Alain Parrau revient ici sur le livre de J.M. Coetzee, Michael K, sa vie son temps, pour lequel son auteur a reçu le Prix Nobel en 2003. En insistant sur le motif de la fuite et le personnage de Michael K, il livre dans ce texte passionnant une analyse de certains aspects du pouvoir (les camps, la nourriture, la lumière, etc.) et de la manière de s’y soustraire.

« Puis il enleva ses chaussures, les pendit à son cou, marcha sur la pointe des pieds jusqu’à la clôture, derrière les latrines, lança le baluchon de l’autre côté, et grimpa. À un moment, à cheval sur la clôture, son pantalon accroché au barbelé, il dessina une belle cible devant le ciel d’argent bleuté ; mais il se libéra et fila ».

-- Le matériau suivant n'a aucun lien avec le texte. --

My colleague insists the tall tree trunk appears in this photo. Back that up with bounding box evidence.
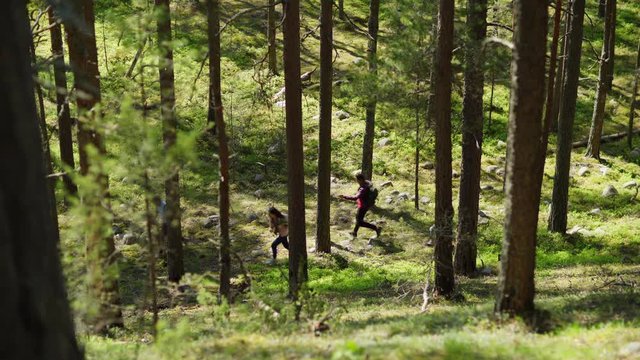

Dessiner une cible, puis se libérer et s’enfuir : toute la vie du personnage central du roman de J.M. Coetzee est marquée par la tension entre immobilité et mouvement, enfermement et évasion. Traversé de forces contradictoires, celles du pouvoir et de la résistance au pouvoir, Michael K suit des routes, des chemins à l’intérieur d’un territoire, parcoure des espaces et des temps singuliers. Ces trajets sont aussi ceux du « Je », une série d’épreuves et d’obstacles à surmonter, à travers lesquels le personnage s’efforce de découvrir qui il est, ce qu’il veut vraiment, comment vivre. Ces déplacements ont lieu dans une atmosphère lourde de menaces, celle d’une guerre civile, d’émeutes urbaines, de foules de « centaines de milliers d’individus trottinant comme des cafards, affolés par la guerre », d’interventions brutales de la police et de l’armée, d’arrestations et d’emprisonnement. L’Afrique du Sud des années quatre-vingt, la violence de l’apartheid, la répression menée par cet Etat forment le fond politique et historique du roman. Mais les mots « ennemis », « guerre », « déserteur », « insurgé », « extermination », « camp », « couvre-feu », ne renvoient dans ce texte à aucune conjoncture précise : ce sont les noms des forces qui enveloppent Michael K, le menacent ou parfois l’attirent, les signes et emblèmes des personnes et des institutions qui vont surgir devant lui au cours de son errance, pour tenter de l’interrompre ou lui imposer telle ou telle direction. Michael K refuse d’être partie prenante dans cette guerre, c’est un « simple d’esprit », « une âme qui a eu la grâce de n’être effleurée ni par les doctrines ni par l’histoire ». Cette extériorité obstinée de Michael K à l’antagonisme…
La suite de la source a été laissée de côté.